La verità è che in questo momento la paura fa 90. Adesso siamo tutti affratellati, ma per timore del contagio: c' è da sperare che il Coronavirus abbia almeno insegnato qualcosa. Perché in Italia, fino a poco tempo fa, se qualcuno emergeva al di fuori di una certa cerchia veniva additato al pubblico ludibrio ed esportato nel mondo, a mezzo media. Adesso si canta invece Fratelli d' Italia trascurando che in passato, sia in politica come nel calcio, si sono verificati fatti in controtendenza all' Inno di Mameli. In politica si potrebbe evidenziare la diatriba tra Di Maio e Salvini a seguito delle dimissioni di Matteo da ministro, prima grande amore e poi grande guerra: ci voleva il Coronavirus a dar ragione a Salvini perché, come voleva appunto la Lega, si sono dovuti chiudere i porti, gli aereoporti e anche gli interporti. Nel calcio sarebbe sufficiente parlare di Calciopoli e le sentenze definitive dei due processi, quello Sportivo e quello Ordinario: la prima «campionato regolare, nessuna partita alterata», la seconda finita «con il reato a consumazione anticipata», che non è altro che il frutto di illazioni personali, non suffragate dai fatti, mancando tra l' altro gli arbitri, tutti assolti.

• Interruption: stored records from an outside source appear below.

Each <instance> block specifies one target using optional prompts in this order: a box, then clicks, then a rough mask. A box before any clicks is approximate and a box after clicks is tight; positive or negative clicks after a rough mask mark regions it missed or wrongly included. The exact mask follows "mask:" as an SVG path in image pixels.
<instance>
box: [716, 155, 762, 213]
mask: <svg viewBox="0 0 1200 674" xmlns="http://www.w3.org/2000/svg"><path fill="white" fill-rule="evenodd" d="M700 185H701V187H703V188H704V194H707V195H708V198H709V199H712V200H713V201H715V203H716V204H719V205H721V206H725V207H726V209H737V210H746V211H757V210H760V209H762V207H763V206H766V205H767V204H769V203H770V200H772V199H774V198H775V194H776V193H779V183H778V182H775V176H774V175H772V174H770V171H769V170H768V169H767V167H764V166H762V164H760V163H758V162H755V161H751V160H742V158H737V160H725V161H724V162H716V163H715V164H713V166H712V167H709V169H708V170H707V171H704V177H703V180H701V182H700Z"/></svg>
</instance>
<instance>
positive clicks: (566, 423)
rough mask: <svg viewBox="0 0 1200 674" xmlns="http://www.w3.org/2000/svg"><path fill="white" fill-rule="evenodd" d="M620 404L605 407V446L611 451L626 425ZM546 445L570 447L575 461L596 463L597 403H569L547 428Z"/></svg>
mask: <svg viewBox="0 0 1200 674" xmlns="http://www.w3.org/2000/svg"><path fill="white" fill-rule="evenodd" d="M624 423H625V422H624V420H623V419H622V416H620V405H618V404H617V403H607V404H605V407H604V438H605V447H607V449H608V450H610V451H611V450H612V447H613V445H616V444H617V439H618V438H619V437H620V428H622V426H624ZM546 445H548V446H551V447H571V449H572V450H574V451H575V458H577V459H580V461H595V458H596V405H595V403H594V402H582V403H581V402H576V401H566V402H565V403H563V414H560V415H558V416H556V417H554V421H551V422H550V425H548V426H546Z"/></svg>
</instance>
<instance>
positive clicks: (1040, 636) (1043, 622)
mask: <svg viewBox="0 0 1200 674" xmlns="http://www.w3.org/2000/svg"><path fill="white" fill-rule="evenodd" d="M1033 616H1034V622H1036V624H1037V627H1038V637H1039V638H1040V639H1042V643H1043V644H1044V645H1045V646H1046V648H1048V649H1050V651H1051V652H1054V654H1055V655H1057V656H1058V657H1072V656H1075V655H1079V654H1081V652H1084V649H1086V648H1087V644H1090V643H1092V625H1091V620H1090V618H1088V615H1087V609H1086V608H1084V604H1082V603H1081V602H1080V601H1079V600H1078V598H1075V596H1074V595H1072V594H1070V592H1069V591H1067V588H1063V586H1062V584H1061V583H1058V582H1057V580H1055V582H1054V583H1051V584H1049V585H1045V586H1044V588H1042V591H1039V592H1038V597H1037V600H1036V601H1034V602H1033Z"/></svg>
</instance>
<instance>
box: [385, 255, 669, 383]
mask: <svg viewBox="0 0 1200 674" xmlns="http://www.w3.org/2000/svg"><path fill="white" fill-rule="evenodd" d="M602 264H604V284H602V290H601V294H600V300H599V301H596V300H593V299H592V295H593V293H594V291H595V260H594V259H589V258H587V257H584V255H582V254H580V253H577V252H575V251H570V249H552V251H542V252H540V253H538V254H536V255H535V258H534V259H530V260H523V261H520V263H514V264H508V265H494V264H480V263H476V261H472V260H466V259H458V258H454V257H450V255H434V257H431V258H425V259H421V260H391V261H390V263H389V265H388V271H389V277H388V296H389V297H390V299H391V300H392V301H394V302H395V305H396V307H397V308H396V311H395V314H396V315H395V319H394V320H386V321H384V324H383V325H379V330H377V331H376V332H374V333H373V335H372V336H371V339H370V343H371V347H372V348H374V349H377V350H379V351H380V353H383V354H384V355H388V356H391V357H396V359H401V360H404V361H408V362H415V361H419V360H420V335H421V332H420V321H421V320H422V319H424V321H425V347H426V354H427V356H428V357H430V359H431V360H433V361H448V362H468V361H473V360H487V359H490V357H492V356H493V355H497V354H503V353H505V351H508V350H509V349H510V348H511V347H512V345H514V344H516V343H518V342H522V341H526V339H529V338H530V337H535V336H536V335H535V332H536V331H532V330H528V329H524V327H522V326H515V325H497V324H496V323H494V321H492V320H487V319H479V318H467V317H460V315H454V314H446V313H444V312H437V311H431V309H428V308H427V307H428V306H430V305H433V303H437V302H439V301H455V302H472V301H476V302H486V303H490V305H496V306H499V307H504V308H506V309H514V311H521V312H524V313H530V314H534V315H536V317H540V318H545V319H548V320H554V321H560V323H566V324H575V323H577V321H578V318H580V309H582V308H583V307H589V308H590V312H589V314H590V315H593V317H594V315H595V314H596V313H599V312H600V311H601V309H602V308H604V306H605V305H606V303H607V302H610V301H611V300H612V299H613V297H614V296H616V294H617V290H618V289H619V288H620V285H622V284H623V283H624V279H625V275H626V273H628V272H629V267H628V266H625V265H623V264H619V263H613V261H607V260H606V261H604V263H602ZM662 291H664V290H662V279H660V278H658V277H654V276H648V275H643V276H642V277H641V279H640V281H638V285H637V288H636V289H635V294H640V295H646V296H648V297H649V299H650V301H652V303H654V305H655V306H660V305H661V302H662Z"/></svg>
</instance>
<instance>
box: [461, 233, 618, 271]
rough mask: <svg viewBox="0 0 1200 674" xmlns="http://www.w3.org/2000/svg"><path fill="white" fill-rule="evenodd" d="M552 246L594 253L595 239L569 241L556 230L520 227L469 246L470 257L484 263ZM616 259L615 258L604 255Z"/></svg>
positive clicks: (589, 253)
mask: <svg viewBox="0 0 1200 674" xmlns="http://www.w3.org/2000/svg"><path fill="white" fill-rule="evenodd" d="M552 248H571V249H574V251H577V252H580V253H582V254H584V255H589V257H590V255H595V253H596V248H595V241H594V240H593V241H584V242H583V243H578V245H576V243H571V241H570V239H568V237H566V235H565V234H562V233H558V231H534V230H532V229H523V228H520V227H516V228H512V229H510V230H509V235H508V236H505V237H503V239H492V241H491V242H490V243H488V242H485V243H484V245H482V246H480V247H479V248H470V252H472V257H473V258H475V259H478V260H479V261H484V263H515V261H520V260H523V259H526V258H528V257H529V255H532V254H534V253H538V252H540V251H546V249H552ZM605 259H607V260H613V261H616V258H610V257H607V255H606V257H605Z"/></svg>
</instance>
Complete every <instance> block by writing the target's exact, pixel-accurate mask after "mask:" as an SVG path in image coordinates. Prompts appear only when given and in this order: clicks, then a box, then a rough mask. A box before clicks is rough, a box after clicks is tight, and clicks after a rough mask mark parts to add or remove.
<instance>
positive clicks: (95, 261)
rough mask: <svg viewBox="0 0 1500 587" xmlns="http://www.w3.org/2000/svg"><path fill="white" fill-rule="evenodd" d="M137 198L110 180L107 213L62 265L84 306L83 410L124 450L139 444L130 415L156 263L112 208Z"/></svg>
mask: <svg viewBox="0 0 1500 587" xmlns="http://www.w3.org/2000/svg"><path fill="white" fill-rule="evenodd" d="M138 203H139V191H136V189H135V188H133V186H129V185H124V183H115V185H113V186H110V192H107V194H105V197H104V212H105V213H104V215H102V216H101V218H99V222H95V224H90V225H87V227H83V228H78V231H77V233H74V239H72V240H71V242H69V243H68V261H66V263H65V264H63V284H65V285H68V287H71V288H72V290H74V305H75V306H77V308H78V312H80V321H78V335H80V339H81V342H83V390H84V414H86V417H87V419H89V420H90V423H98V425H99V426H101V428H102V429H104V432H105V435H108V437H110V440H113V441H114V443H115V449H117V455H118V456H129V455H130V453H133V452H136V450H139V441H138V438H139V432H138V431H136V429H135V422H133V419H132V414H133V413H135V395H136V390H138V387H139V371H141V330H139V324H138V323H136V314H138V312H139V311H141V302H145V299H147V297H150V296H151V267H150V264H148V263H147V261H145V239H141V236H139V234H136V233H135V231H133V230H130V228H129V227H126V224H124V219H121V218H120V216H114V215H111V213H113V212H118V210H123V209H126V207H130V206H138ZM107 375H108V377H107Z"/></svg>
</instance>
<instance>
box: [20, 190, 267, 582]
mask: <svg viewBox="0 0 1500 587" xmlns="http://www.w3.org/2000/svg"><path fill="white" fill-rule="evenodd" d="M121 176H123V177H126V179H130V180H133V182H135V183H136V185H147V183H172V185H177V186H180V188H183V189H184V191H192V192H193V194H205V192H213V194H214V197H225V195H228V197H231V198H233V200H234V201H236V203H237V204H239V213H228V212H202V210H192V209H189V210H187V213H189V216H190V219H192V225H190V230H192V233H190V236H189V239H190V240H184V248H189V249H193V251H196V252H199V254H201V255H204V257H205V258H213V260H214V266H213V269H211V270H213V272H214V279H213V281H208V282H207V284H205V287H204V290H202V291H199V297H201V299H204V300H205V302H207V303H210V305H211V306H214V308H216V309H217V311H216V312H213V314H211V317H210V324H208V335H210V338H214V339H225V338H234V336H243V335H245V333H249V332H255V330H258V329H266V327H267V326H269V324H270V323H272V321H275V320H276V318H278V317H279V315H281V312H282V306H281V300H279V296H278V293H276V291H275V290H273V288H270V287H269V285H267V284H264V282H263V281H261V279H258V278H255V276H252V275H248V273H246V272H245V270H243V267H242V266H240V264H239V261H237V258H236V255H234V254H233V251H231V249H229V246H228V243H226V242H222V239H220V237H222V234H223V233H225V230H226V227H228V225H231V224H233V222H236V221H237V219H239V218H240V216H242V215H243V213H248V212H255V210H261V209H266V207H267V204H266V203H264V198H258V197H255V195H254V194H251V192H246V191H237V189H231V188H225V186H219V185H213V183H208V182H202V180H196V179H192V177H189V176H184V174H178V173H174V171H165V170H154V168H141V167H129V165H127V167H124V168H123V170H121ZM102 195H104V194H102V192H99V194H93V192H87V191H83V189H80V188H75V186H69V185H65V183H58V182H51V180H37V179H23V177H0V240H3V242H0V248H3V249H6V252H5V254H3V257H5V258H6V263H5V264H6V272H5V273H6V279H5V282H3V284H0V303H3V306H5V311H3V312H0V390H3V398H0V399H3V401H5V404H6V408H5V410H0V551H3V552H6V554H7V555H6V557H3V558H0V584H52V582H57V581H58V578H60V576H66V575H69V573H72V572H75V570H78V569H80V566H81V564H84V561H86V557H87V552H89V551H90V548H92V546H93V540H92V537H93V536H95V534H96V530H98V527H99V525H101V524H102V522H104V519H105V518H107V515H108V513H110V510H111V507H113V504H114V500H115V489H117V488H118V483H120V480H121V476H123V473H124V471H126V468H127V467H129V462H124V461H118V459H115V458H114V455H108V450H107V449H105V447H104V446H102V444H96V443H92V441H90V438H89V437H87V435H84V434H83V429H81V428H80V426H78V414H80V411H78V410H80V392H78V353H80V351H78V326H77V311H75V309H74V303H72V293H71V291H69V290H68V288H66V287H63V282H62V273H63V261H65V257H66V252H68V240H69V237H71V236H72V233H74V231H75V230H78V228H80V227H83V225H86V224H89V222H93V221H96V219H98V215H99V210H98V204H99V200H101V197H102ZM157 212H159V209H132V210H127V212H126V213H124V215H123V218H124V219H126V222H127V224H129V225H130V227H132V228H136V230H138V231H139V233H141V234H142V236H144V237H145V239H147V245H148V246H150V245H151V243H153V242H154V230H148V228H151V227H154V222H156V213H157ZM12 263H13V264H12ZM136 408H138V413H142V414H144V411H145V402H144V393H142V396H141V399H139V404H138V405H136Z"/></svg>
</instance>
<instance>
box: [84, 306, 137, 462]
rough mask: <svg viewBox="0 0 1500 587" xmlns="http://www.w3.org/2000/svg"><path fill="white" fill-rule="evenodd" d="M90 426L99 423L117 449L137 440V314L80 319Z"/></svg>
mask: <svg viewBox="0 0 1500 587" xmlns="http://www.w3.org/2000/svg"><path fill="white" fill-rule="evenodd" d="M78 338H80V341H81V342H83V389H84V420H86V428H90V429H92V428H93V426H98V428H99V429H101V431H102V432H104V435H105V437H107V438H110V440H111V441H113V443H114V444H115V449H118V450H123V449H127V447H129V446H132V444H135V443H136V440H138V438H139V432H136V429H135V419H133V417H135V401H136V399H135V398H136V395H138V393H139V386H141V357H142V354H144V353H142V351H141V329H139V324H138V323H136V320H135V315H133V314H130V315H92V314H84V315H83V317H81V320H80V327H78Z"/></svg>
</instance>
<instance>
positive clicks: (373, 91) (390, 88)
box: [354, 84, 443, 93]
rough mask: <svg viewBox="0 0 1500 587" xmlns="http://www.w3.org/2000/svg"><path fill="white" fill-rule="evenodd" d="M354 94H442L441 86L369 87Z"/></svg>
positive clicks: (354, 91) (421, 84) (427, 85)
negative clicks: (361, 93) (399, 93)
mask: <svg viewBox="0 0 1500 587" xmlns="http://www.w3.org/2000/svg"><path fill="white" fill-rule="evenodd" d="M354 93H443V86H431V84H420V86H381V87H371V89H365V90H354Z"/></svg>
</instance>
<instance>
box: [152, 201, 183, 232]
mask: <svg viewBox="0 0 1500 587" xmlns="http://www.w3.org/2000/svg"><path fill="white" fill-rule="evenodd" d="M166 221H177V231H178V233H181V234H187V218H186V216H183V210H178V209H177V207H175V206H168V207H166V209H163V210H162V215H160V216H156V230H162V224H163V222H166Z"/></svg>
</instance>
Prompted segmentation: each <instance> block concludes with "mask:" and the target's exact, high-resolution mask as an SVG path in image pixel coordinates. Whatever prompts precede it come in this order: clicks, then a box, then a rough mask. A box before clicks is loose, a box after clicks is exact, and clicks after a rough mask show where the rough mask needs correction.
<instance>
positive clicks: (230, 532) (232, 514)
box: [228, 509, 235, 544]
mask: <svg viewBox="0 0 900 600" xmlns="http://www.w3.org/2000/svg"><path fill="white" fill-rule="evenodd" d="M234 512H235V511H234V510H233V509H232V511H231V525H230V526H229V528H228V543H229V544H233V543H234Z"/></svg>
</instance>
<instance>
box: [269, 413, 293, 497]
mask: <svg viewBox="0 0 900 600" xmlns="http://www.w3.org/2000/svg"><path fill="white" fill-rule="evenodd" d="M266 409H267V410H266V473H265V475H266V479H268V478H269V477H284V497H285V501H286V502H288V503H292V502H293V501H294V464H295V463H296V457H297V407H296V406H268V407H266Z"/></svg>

A quei tempi andava di moda parlare di potere nel calcio, che non era un reato ma la stima di chi lavorava nel settore rivolta verso chi sapeva dare a questo sport immagine e carisma fino ad arrivare alla conquista del titolo mondiale. Il potere vero, inteso come tale, c' è stato invece dopo il 2006, ma di stampo scarsamente meritorio: con presidenti inadeguati che portarono il nostro calcio ad essere eliminato per due volte al primo turno del Mondiale, fino a non superare il girone di qualificazione nell' ultima edizione. Adesso si naviga addirittura a vista, in tanti parlano ma nessuno decide e se qualcuno propone lo fa solo pro domo sua.

Intanto l' Uefa annuncia lo spostamento dell' Europeo al 2021, dando precedenza a Champions ed E-League. Ma esiste il problema di finire i campionati nelle varie nazioni per poter dare alla stessa la possibilità di fare i calendari. Ecco allora che in Italia già si ipotizza di ripartire il 3 maggio, senza sapere però se il Coronavirus ne darà la possibilità. E, per fronteggiare eventuali ulteriori emergenze, si è anche ipotizzato: la non assegnazione del titolo; playoff e playout; congelamento della graduatoria. Troppe previsioni che finiscono sempre per scontentare tutti.

Secondo noi invece, considerando la lunga inattività delle squadre e tenendo in conto debito la salute dei giocatori, sarebbe già ora di pensare a sospendere il campionato non assegnando il titolo, mandando alla Champions le prime quattro classificate alla 26esima giornata. Stessa cosa per l' E-League. Poi congelamento delle retrocessioni e promozione delle prime due della serie B in A, da fare quindi a 22 nel 2020-21. Ci sembra l' unica soluzione di buonsenso praticabile. Indubbiamente un momento difficile per questo sport. Occorrerebbe ovviamente l' uomo forte (che non c' è), che sapesse decidere mettendo tutti a tacere, compresa l' Assocalciatori, facendo presente a Tommasi che se le tv tacciono perché il pallone non rotola, gli stipendi non corrono.